【オンリーワンを探せ】ノスタルジックで可愛らしいクロカン、ダイハツ タフト
2014/02/17
原稿執筆時点でカーセンサーnetに1台のみ掲載されている希少車を紹介するこの企画。今回、2014年2月10日に発見したのは「ダイハツタフト」です。車名はTough(タフ)、Almighty(オールマイティ)、Fourwheel(4輪)、Transport(移動手段)の頭文字をとったものです。1974年に登場し10年間生産された、小さいながらも本気のクロカンです。
10年間も生産された、忘れられた名車
当時のスズキ ジムニーと三菱 ジープの隙間を埋めるカタチで登場しました。デビュー時は1Lガソリンエンジンだけでしたが、4年後のマイナーチェンジで1.6Lガソリンと2.5Lディーゼルが追加され、8年後には2.8Lディーゼルエンジンのみとなりました。
トヨタとの業務提携により1.6Lガソリンエンジンはトヨタ製で、1980年からはトヨタへ「ブリザード」という名称で車両のOEM供給を始めました。
当該中古車は、1978年モデルの2.5Lディーゼルなので“中期型”です。昨今のディーゼルエンジンはターボ付きがほとんどですが、タフトのものは自然吸気。ガラガラとディーゼル特有の粗い音をたてながら、低速トルクにモノを言わせて走ってくれます。タフトがもたらすワクワク感は最近の車ではなかなか味わえないでしょう。
直線基調ながら丸みを帯びていて、とにかく可愛らしいデザインです。いや、当時は普通のクロカンデザインだったのかもしれませんが、もう見かける機会が滅多にないので新鮮に見えるのでしょう。街中で乗っていたら、かなりの注目を浴びると思います。
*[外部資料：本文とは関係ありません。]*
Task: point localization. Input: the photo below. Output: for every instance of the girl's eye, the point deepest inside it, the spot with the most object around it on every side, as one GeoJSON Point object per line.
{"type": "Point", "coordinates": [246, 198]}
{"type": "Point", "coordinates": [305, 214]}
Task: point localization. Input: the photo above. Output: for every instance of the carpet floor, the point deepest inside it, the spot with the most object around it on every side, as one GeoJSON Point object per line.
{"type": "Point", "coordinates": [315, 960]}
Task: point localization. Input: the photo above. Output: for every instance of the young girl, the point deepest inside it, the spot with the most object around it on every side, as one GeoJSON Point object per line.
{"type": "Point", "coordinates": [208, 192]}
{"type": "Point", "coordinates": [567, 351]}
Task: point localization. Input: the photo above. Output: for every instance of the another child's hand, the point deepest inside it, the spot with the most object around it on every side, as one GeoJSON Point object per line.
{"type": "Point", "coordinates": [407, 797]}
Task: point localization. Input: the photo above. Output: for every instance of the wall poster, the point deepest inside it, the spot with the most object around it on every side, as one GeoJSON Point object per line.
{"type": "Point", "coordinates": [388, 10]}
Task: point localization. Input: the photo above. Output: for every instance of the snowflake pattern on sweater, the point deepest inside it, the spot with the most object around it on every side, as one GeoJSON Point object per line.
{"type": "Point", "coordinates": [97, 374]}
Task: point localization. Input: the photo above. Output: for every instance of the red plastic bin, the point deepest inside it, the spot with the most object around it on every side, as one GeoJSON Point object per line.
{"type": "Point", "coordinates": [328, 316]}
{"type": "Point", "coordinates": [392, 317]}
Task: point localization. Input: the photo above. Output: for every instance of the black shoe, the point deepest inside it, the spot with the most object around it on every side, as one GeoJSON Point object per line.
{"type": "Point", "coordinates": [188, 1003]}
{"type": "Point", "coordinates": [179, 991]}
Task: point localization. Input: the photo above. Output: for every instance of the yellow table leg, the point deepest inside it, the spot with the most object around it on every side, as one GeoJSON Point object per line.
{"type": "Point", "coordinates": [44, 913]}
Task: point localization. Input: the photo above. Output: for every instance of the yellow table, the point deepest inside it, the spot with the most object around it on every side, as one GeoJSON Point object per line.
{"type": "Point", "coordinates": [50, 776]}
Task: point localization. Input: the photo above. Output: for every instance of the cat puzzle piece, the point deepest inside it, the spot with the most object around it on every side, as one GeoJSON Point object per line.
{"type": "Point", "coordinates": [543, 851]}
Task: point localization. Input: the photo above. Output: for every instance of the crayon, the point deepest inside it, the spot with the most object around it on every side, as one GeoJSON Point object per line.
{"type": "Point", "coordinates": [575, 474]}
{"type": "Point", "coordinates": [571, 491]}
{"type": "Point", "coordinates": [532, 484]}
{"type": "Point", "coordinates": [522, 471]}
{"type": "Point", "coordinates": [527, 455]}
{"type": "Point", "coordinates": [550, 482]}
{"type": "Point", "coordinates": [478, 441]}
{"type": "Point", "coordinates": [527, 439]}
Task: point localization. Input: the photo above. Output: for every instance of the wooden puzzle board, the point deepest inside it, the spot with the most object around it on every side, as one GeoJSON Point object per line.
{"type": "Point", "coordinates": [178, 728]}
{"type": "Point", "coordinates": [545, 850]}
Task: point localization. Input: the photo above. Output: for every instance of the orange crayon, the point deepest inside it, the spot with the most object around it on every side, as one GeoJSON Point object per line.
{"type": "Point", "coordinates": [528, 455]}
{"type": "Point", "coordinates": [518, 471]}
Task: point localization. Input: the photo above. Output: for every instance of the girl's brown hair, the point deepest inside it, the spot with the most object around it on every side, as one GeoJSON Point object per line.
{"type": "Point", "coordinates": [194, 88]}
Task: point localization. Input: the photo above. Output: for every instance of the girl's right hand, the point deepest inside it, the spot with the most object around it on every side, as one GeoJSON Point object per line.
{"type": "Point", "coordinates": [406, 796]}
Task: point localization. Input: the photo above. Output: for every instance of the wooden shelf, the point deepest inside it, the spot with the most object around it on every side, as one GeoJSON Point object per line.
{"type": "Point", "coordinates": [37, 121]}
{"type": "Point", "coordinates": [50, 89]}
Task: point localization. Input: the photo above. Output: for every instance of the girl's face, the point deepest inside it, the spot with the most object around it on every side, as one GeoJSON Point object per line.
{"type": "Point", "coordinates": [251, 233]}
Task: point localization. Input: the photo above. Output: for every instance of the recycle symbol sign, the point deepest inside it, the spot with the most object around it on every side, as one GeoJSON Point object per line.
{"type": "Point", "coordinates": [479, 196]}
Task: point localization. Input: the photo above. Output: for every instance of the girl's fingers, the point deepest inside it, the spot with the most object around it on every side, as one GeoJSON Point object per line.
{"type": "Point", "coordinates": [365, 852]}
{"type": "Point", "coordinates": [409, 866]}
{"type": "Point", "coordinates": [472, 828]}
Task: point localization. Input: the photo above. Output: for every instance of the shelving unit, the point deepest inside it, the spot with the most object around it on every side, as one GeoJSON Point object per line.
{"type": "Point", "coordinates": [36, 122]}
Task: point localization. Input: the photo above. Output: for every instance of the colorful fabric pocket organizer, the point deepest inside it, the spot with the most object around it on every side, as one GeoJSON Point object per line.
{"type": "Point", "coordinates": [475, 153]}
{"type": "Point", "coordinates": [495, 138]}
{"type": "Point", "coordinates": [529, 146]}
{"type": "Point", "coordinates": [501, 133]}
物件詳細には「レストア」の記述は一切ありませんが、とても36年前の車とは思えない極上モノに見受けられます。フロントシートが変更されていますが、ほかはオリジナルのようです。自分好みにアップデートしていくのも面白いでしょうし、ノスタルジックな雰囲気にどっぷり浸かるもイイでしょう。
個人的な話ですが、最近、歳をとったのか古い車でのんびり走ることに憧れます。車両価格73.5万円……。この価格で、“タイムスリップ”できて、ワクワクできるのですから、考えようによっては安い買い物だと思いますよ。